You might also have noticed what many freelancers have known for years: Working from home comes with extra costs, as does setting up your home office.

So, what do you need to do to get your workspace set up for productivity – and comfort – and how can you offset the extra costs that come with working from home?

Getting ergonomic

For most computer work, there’s a few key areas you need to customise to suit you:

  1. The height of your desk and chair. You’ll know you’ve gotten this right when your forearms are parallel to the ground, with your wrists either straight, at or below shoulder level. Your knees should be level with your hips and feet flat on the ground, or on a footrest.
  2. Your monitor set up. Your monitor needs to be straight in front of you, an arm’s length away. The top of the screen should be at or slightly below eye level. Use a monitor riser if needed to get your monitor to the right height. Also consider the brightness of your display – it should be just a little brighter than surrounding ambient light.
  3. Location of key objects. Place your keyboard and mouse on the same level surface and keep other items you use often within easy reach. If you use the phone a lot, put it on speaker or use a headset to avoid neck and shoulder strain.
  4. Light sources. You’ll need sufficient ambient light to illuminate your workspace, so that you’re not straining your eyes. Beware of indirect lighting from windows that can cause glare on your monitor screen.

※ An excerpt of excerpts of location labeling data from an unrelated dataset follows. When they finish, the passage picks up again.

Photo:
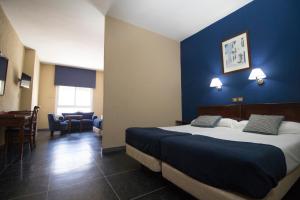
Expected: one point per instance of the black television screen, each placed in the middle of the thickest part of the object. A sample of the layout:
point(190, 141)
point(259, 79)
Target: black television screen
point(25, 81)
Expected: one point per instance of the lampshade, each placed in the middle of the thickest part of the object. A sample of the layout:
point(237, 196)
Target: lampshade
point(215, 82)
point(257, 73)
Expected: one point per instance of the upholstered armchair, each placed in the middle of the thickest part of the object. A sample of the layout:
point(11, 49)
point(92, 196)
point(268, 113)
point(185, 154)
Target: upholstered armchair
point(56, 123)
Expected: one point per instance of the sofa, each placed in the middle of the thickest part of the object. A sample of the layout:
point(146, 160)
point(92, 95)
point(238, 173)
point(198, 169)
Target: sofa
point(86, 121)
point(57, 123)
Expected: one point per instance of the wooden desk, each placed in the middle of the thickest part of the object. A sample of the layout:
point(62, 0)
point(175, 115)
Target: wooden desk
point(16, 119)
point(70, 117)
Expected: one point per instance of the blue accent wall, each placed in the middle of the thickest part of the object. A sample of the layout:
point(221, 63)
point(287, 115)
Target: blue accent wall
point(274, 38)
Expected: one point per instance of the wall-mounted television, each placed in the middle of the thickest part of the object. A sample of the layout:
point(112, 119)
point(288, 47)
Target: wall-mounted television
point(25, 81)
point(3, 72)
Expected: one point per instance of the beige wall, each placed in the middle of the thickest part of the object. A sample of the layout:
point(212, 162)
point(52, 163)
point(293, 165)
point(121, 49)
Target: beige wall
point(13, 49)
point(29, 96)
point(142, 80)
point(47, 94)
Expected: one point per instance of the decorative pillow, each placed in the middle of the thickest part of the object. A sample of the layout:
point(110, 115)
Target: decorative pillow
point(288, 127)
point(240, 124)
point(264, 124)
point(206, 121)
point(227, 122)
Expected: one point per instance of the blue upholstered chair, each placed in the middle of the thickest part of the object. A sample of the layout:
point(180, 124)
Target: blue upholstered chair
point(98, 123)
point(56, 123)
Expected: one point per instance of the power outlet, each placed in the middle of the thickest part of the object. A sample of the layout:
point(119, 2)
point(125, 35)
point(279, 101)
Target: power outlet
point(234, 99)
point(237, 99)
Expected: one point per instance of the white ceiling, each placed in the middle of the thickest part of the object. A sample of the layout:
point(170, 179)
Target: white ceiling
point(71, 32)
point(176, 19)
point(68, 32)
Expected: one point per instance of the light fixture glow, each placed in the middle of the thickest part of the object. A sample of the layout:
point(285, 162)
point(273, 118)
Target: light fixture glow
point(215, 82)
point(258, 75)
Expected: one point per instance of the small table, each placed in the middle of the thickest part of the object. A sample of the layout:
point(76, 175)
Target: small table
point(70, 117)
point(16, 121)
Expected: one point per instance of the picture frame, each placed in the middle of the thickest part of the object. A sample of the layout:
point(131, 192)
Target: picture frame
point(3, 74)
point(236, 54)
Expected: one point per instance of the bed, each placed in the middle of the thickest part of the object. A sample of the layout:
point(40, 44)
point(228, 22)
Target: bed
point(176, 173)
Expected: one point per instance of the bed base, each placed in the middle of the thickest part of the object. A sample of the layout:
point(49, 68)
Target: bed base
point(148, 161)
point(206, 192)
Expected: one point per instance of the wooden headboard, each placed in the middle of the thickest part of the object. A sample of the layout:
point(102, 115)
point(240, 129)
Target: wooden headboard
point(291, 111)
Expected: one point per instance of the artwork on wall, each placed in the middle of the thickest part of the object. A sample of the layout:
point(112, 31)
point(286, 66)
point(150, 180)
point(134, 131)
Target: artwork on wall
point(3, 72)
point(235, 53)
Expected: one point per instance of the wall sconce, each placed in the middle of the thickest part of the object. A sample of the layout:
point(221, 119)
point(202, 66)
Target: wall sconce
point(258, 75)
point(215, 82)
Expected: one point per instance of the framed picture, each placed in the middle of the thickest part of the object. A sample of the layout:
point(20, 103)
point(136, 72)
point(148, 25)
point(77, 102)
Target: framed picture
point(235, 53)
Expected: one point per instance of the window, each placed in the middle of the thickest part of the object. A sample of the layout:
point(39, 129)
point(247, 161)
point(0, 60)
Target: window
point(73, 99)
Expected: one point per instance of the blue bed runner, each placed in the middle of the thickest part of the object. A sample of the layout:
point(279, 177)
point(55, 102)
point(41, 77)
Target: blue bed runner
point(148, 140)
point(247, 168)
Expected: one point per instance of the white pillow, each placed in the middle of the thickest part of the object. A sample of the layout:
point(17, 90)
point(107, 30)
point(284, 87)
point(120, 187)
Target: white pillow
point(288, 127)
point(227, 122)
point(240, 124)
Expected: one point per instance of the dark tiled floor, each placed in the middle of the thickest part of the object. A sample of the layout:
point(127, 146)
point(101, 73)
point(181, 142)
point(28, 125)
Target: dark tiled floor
point(72, 167)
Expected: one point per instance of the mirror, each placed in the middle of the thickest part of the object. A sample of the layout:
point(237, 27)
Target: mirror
point(3, 71)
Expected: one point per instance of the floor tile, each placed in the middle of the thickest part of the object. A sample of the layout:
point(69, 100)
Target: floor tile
point(135, 183)
point(93, 190)
point(77, 175)
point(18, 187)
point(168, 193)
point(39, 196)
point(116, 162)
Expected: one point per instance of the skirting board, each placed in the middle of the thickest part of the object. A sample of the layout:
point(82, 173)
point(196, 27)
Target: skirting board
point(205, 192)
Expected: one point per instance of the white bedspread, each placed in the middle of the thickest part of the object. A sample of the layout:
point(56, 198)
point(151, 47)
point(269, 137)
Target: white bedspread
point(288, 143)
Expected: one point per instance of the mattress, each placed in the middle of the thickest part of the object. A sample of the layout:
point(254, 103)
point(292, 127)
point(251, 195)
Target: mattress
point(288, 143)
point(148, 140)
point(250, 169)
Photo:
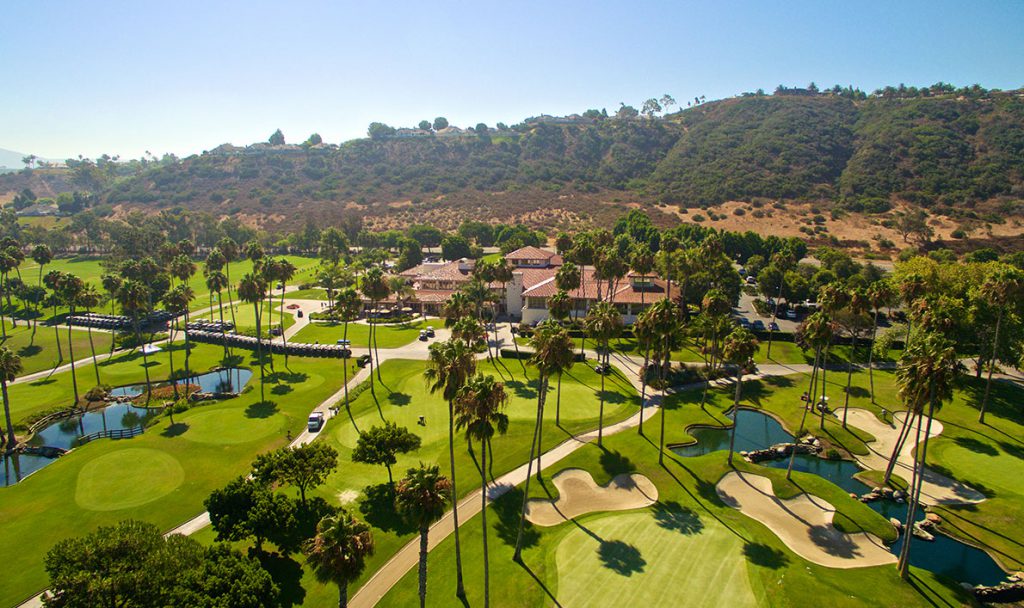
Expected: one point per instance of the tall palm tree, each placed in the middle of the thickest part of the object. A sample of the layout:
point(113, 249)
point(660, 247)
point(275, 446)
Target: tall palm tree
point(814, 333)
point(880, 294)
point(1003, 289)
point(421, 496)
point(252, 289)
point(42, 255)
point(478, 409)
point(229, 251)
point(133, 298)
point(376, 289)
point(347, 307)
point(603, 322)
point(552, 354)
point(738, 350)
point(925, 377)
point(338, 553)
point(10, 366)
point(450, 365)
point(559, 308)
point(216, 281)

Getting (and expensing) equipment

Setting up an ergonomic workspace can involve a bit of gear, even if there are some inexpensive home solutions. At the very least you’ll need a computer, decent office chair, full size monitor, keyboard, and mouse. You may also need to add in a footrest, monitor riser, laptop dock or stand, headset, lighting, and any other office equipment you use regularly, like a printer.

This can add up to quite a hefty price tag! But don’t worry, it’s unlikely you’ll need to foot the entire bill yourself.

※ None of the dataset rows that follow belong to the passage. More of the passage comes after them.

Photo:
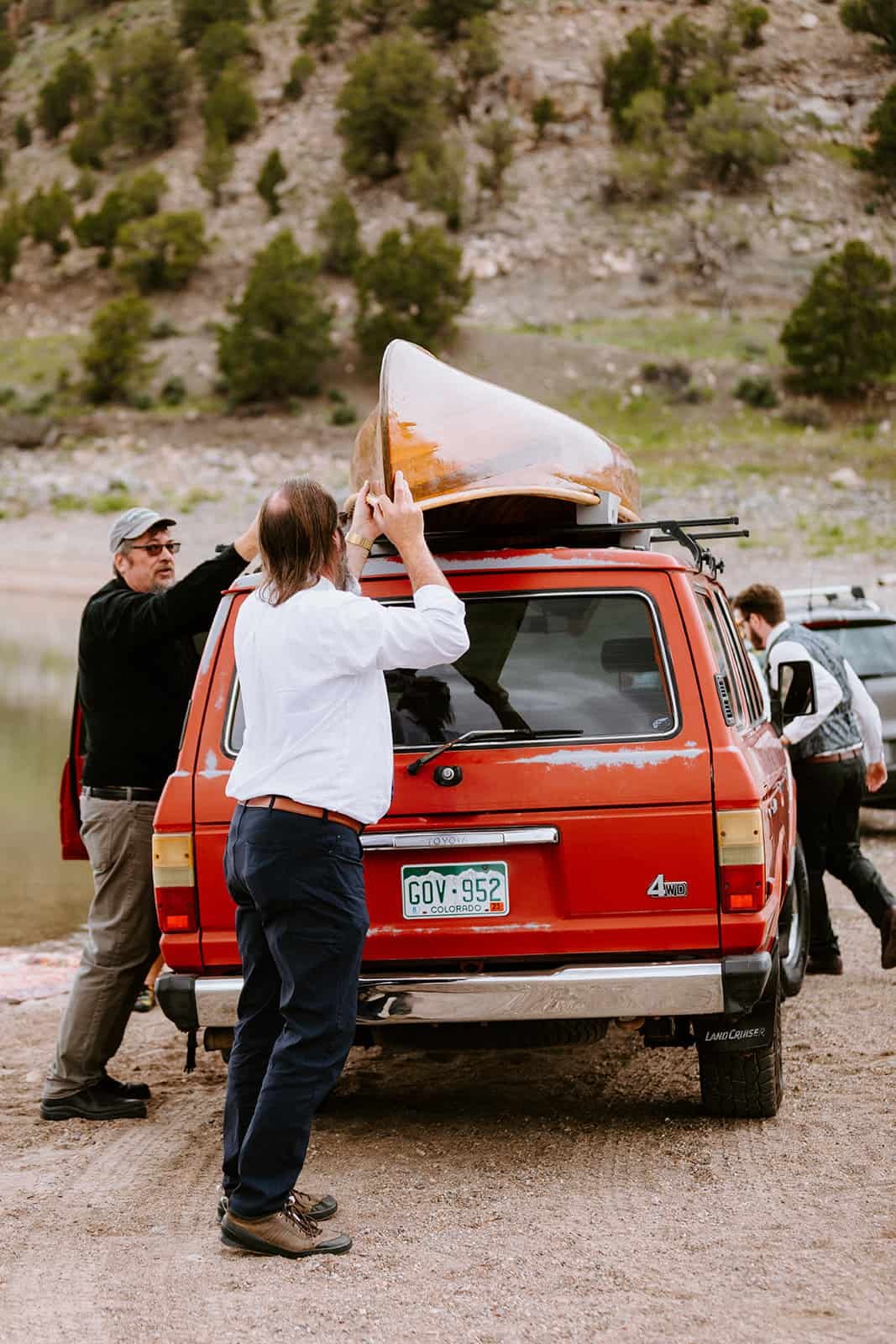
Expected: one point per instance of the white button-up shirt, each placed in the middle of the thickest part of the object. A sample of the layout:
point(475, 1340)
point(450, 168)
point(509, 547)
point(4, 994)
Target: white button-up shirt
point(828, 694)
point(311, 675)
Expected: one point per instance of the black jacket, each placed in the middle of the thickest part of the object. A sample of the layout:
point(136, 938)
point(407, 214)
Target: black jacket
point(136, 669)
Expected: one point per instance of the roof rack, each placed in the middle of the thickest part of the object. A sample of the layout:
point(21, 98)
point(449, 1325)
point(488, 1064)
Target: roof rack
point(594, 528)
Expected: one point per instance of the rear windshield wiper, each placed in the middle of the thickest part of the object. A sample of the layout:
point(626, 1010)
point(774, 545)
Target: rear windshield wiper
point(488, 736)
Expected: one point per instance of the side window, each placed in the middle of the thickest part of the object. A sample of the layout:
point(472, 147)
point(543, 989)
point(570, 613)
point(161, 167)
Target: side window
point(731, 689)
point(747, 671)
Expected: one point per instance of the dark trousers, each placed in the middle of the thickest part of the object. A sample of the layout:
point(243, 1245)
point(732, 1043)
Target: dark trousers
point(829, 795)
point(301, 922)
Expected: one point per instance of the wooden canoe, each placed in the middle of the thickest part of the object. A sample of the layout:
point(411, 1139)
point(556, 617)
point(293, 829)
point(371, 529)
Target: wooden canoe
point(459, 440)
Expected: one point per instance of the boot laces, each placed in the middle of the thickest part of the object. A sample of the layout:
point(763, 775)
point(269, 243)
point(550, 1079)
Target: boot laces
point(305, 1223)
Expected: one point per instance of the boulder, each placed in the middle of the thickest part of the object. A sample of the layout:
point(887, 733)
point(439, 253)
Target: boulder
point(26, 430)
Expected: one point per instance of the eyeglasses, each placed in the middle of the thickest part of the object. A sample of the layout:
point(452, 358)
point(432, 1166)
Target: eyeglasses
point(155, 549)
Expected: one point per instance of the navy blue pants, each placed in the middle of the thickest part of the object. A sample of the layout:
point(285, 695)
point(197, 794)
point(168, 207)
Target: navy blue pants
point(829, 795)
point(301, 922)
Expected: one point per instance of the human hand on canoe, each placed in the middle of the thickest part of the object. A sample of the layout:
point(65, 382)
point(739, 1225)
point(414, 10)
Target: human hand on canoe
point(398, 517)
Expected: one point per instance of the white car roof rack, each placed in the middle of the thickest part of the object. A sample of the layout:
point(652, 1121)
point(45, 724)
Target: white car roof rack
point(837, 597)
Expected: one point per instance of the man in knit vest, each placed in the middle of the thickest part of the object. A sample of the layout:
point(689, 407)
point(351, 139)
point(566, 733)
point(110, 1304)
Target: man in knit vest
point(836, 754)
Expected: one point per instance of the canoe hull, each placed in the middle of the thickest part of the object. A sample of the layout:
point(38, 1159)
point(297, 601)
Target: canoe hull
point(459, 440)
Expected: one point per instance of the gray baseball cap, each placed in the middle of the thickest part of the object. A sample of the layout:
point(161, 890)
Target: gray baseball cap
point(134, 523)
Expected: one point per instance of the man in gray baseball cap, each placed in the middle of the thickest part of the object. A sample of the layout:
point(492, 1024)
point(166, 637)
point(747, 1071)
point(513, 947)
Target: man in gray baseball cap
point(134, 523)
point(137, 662)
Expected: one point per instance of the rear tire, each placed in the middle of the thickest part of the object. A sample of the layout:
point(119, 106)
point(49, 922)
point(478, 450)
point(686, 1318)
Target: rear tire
point(743, 1085)
point(793, 929)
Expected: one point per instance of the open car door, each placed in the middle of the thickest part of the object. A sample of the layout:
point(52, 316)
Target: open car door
point(70, 790)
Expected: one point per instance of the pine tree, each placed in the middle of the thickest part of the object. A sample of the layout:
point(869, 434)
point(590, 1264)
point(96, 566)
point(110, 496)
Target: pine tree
point(217, 165)
point(842, 335)
point(269, 179)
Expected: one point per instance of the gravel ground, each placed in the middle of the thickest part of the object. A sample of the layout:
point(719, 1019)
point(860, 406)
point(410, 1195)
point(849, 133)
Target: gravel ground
point(493, 1198)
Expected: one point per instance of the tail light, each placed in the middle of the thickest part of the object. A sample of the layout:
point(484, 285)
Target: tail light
point(741, 860)
point(175, 882)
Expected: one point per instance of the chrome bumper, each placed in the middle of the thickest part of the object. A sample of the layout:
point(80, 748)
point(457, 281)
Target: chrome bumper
point(654, 990)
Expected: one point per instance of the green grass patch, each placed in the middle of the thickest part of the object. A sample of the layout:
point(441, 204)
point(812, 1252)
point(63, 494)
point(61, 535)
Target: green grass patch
point(67, 503)
point(33, 363)
point(680, 335)
point(112, 501)
point(679, 447)
point(195, 496)
point(824, 538)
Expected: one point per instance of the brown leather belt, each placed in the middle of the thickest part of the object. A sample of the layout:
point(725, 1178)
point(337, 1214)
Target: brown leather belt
point(280, 804)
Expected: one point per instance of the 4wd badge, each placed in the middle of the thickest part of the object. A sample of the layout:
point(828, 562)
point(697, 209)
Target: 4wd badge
point(660, 887)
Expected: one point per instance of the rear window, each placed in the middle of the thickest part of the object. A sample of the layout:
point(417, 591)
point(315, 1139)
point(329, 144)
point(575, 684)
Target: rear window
point(869, 648)
point(586, 663)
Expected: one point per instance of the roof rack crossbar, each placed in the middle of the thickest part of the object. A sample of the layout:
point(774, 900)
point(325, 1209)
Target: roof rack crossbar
point(667, 530)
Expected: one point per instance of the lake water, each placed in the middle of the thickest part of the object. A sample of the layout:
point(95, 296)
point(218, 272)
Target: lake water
point(40, 897)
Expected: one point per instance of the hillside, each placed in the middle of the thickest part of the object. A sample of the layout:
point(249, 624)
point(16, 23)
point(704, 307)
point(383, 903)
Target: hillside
point(573, 296)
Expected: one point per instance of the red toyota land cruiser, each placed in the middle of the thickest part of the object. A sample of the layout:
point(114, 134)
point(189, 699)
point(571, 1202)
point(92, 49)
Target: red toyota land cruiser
point(591, 817)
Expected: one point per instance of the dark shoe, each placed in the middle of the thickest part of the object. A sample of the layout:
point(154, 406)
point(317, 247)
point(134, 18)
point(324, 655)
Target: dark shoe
point(317, 1207)
point(825, 964)
point(125, 1092)
point(888, 940)
point(92, 1104)
point(145, 1000)
point(285, 1233)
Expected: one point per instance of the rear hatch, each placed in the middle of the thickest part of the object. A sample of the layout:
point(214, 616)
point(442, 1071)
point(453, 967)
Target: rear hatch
point(578, 826)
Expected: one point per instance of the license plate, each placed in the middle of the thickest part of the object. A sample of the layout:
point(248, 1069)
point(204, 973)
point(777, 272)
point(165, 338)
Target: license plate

If you’re a company employee, start by speaking to your employer. Many companies will offer to either source equipment for you, lend it to you or reimburse you for purchase/s you make.

Under Workplace Health and Safety Laws, employers still have a duty to ensure the health and safety of workers, even if they’re working from home. In fact, some companies will already have occupational health and safety policies that mandate an ergonomic set up using a certain type of office equipment.

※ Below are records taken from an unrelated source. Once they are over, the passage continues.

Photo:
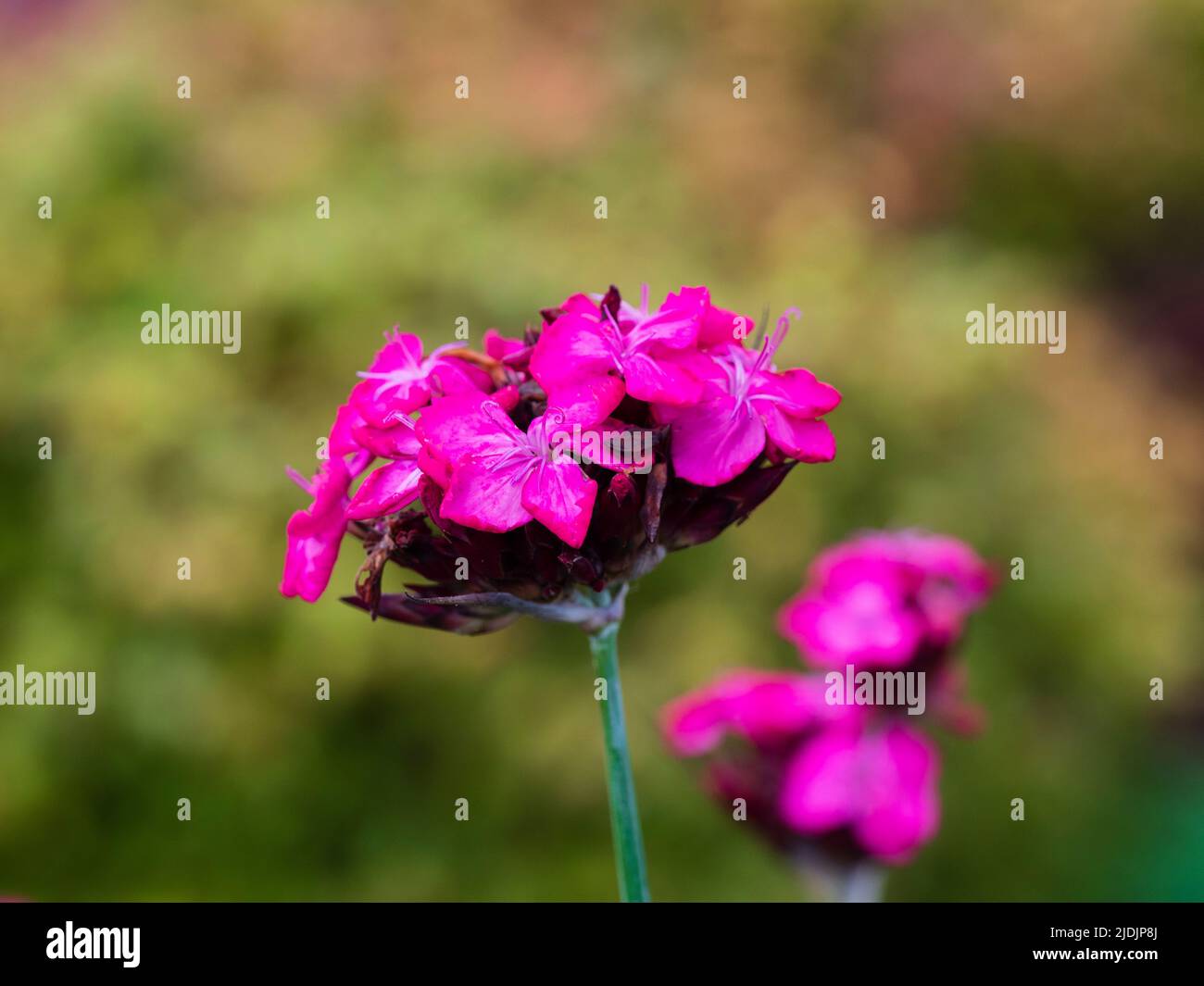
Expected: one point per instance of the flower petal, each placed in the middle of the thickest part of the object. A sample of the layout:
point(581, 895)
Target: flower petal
point(802, 438)
point(316, 533)
point(715, 440)
point(385, 490)
point(573, 348)
point(488, 497)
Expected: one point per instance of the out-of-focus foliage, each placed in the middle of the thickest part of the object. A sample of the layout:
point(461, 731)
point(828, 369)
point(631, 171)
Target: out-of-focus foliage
point(484, 208)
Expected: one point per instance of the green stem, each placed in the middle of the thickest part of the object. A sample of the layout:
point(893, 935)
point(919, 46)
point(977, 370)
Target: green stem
point(629, 844)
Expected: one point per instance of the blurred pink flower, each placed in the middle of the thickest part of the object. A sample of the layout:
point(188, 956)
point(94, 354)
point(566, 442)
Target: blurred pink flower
point(316, 532)
point(886, 600)
point(837, 777)
point(882, 785)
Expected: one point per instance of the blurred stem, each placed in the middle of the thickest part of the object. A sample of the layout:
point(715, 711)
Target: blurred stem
point(629, 842)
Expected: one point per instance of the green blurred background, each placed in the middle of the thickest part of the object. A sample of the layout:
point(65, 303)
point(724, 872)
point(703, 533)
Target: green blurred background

Tax deductions: What can I claim?

While you can save money by working from home (less transport costs, homemade lunches, no need for fancy clothes) it does come with other costs (and paperwork) you may not have thought about.

Fortunately, you’re allowed to offset many of these costs against your earnings by claiming a deduction in your annual tax return. According to the ATO, expenses you can claim a deduction for include:

  • the cost of electricity for heating, cooling, and lighting the area you’re working in, and running items you’re using for work.
  • cleaning costs for a dedicated work area.
  • phone and internet expenses
  • computer consumables (for example, printer paper and ink) and stationery
  • home office equipment, including computers, printers, phones, furniture, and furnishings. You can claim either the
    • full cost of items up to $300
    • decline in value (depreciation) for items over $300.

To make a claim, you need to have spent the money and have a record to prove it. You can’t claim a deduction where you’ve been reimbursed by your employer for the expense.

Tax deductions: How do I claim?

Because it can be tricky to track and report on your expenses when working from home, the ATO has introduced a temporary ‘shortcut method’. This is now in place up until 30 June 2021 (and may be extended further).

The shortcut method allows you to claim a deduction of 80 cents for each hour you work from home. It covers all the deductible expenses listed above. You’ll need to keep a record of the hours you worked, in the form of a roster, diary, timesheet or similar.

With remote work now widely accepted, many people can’t wait to give hour-long commutes, open plan offices and office politics the flick for good. Just make sure you take the time to get your office set-up right and avoid those nasty repetitive strain injuries in years to come.